Personal information
- Full name: Matthew Nicholas Crampton
- Born: 23 May 1986 (age 40) Manchester, England
- Height: 1.86 m (6 ft 1 in)
- Weight: 82 kg (181 lb; 12.9 st)

Team information
- Current team: Sky Track Cycling
- Discipline: Track
- Role: Rider
- Rider type: Sprinter

Amateur team
- 2006: Sportcity Velo

Professional teams
- 2008: Science in Sport
- 2010–2013: Sky Track Cycling

Medal record
Men's track cycling
Representing Great Britain
World Championships
| Silver medal – second place | 2009 Pruszków | Team sprint |
| Silver medal – second place | 2011 Apeldoorn | Team sprint |
European Championships
| Gold medal – first place | 2011 Apeldoorn | Keirin |
| Silver medal – second place | 2010 Pruszków | Keirin |
| Bronze medal – third place | 2010 Pruszków | Team Sprint |
| Bronze medal – third place | 2012 Panevėžys | Team Sprint |
European Track Championships
| Gold medal – first place | 2004 Valencia | Sprint (Junior) |
| Gold medal – first place | 2004 Valencia | Keirin (Junior) |
Representing England
Commonwealth Games
| Silver medal – second place | 2006 Melbourne | Team sprint |
Commonwealth Youth Games
| Silver medal – second place | 2004 Bendigo | Kilometer Time Trial |
| Silver medal – second place | 2004 Bendigo | Keirin |
| Bronze medal – third place | 2004 Bendigo | Sprint |

= Matthew Crampton =

English cyclist

Matthew "Matt" Nicholas Crampton (born 23 May 1986) is an English former track cyclist for . He was a member of British Cycling's Olympic Podium Programme, and represented Great Britain at a number of major events. Crampton specialised in track sprinting and competed in the individual sprint, team sprint, keirin and kilo events.

==Biography==
Born in Manchester, Crampton won the junior sprint and keirin events at the 2004 European Track Championships. Crampton competed at the Youth Commonwealth Games in Bendigo, Australia in 2004, winning a silver medal in the keirin.

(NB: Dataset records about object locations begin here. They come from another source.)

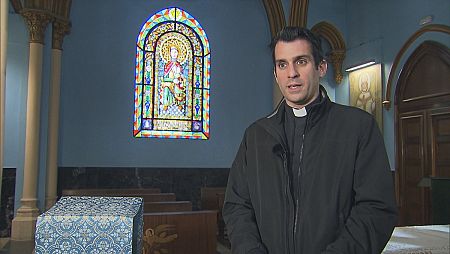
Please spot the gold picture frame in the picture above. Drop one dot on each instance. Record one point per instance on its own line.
(366, 91)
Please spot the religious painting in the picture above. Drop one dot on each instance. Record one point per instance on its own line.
(366, 91)
(172, 77)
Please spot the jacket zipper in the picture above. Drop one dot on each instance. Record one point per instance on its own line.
(289, 241)
(297, 203)
(299, 188)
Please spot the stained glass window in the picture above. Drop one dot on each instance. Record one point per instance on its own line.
(171, 97)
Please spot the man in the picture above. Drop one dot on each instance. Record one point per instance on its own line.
(312, 177)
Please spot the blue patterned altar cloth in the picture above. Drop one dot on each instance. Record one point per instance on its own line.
(91, 225)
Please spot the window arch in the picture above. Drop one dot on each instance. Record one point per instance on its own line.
(171, 98)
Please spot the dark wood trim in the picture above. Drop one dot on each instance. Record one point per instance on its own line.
(429, 28)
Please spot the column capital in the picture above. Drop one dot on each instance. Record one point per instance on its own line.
(37, 23)
(61, 28)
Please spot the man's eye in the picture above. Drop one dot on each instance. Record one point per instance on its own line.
(282, 65)
(301, 62)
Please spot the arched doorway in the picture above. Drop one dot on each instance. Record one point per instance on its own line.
(422, 119)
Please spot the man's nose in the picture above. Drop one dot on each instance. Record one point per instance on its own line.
(292, 71)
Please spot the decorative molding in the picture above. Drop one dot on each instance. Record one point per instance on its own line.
(37, 22)
(275, 15)
(60, 29)
(429, 28)
(17, 5)
(337, 54)
(299, 13)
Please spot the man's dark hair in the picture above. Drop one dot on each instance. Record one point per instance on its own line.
(292, 33)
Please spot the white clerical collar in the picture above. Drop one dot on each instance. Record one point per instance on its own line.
(299, 112)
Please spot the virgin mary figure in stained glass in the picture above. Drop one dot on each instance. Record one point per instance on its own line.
(172, 77)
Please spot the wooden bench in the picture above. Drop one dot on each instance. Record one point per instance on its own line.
(103, 192)
(167, 206)
(209, 197)
(212, 198)
(195, 232)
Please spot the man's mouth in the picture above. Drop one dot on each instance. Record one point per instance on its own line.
(294, 86)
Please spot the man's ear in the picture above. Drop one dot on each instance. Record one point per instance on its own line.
(323, 66)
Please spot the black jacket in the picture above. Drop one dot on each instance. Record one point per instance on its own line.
(346, 198)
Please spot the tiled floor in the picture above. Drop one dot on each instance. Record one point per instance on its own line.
(26, 247)
(18, 247)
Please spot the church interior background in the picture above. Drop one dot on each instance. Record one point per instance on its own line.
(157, 94)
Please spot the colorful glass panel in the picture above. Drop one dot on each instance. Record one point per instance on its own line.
(172, 77)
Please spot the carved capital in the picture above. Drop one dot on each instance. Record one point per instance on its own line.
(60, 29)
(336, 58)
(37, 23)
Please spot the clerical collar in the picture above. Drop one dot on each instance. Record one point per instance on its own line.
(299, 112)
(302, 112)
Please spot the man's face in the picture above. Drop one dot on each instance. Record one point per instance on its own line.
(296, 73)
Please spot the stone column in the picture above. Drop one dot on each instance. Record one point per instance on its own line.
(24, 223)
(60, 29)
(3, 47)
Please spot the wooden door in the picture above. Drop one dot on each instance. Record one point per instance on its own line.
(422, 118)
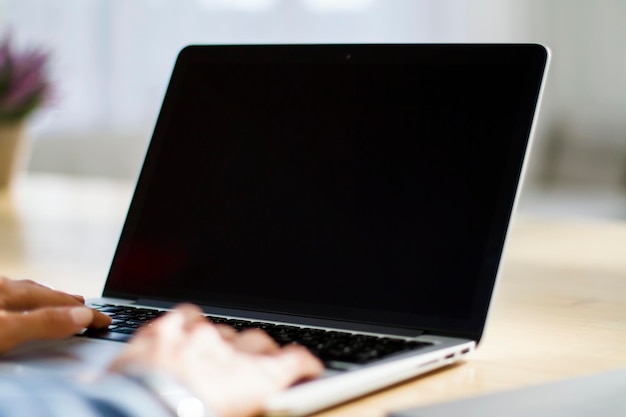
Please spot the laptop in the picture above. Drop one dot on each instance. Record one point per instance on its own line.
(599, 394)
(351, 198)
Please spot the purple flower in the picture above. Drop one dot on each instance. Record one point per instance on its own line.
(24, 83)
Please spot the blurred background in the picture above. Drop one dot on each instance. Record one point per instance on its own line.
(111, 61)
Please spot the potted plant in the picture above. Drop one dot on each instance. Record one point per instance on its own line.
(24, 87)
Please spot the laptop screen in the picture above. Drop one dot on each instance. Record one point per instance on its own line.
(368, 183)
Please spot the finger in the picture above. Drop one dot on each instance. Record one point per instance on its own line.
(191, 314)
(100, 320)
(41, 324)
(18, 295)
(294, 363)
(255, 341)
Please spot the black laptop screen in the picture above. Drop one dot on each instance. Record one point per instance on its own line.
(366, 183)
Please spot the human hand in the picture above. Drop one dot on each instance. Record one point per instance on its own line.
(31, 311)
(232, 373)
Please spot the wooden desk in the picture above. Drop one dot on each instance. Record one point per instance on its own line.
(558, 312)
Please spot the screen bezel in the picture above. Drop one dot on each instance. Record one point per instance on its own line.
(533, 57)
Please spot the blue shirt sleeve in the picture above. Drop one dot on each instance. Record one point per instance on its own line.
(45, 395)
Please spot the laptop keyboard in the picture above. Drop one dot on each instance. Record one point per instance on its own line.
(336, 349)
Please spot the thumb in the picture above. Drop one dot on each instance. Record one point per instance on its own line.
(43, 323)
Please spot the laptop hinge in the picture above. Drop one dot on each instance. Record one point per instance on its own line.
(294, 319)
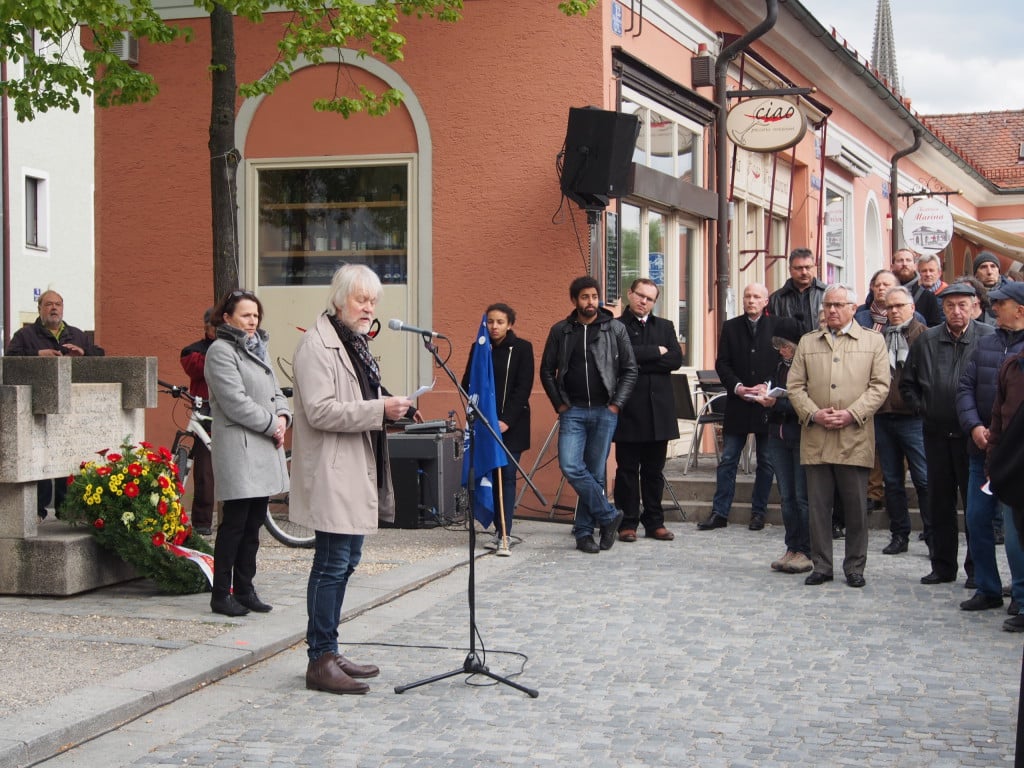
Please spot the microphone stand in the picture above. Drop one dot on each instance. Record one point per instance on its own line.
(473, 664)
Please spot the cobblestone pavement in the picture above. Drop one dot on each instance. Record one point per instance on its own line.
(683, 653)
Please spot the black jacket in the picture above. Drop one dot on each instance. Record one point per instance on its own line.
(613, 357)
(926, 303)
(748, 359)
(513, 361)
(29, 340)
(788, 302)
(933, 372)
(650, 412)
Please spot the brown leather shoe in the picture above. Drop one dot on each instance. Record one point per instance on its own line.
(325, 675)
(663, 535)
(356, 670)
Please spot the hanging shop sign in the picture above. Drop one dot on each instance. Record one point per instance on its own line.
(928, 226)
(765, 124)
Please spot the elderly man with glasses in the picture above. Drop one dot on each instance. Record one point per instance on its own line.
(840, 378)
(898, 434)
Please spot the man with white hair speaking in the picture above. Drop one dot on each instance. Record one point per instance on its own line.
(840, 377)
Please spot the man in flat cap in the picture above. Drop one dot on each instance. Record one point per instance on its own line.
(975, 398)
(929, 387)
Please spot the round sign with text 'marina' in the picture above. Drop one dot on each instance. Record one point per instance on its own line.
(928, 226)
(765, 124)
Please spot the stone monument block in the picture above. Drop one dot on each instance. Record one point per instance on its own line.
(56, 413)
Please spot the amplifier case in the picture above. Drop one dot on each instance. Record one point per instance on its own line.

He went on to take the silver medal as a member of England's Team Sprint squad at the 2006 Commonwealth Games. 2007 saw Crampton take the silver medal in the keirin and bronze in the team sprint at the European Track Championships, this time riding in the under 23 category.

He won a bronze medal in the individual sprint at the first round of the 2008–2009 UCI Track Cycling World Cup Classics at Manchester on 1 November 2008. He also won the Japanese Keirin Association Race the next day.

Matthew Crampton versus Craig MacLean in the individual sprint at the 2008 British National Track Championships.

On 15 November 2008 he competed in the Revolution 21 event in Manchester. He won both events he was entered in, the Sprint and the Keirin. Other riders present were Jason Kenny, Ross Edgar and Jamie Staff.

He won silver in the men's team sprint at the 2009 UCI Track Cycling World Championships with teammates Jamie Staff and Jason Kenny. He also won silver in the same event two years later with Chris Hoy and Jason Kenny, after the French squad were stripped of the world title and the British team were promoted from their original bronze medals.

At the 2011 UEC European Track Championships, Crampton won the gold medal in the keirin.

He won gold in keirin and placed second at team sprint in Aguascalientes at 2013–14 UCI Track Cycling World Cup.

In November 2016 Crampton announced his retirement from competition, indicating that he would continue to be involved in the sport as a coach. In 2018 he was appointed Head Coach of the WAIS Cycling Program.

==Family==
He is the older brother of Jessica Crampton.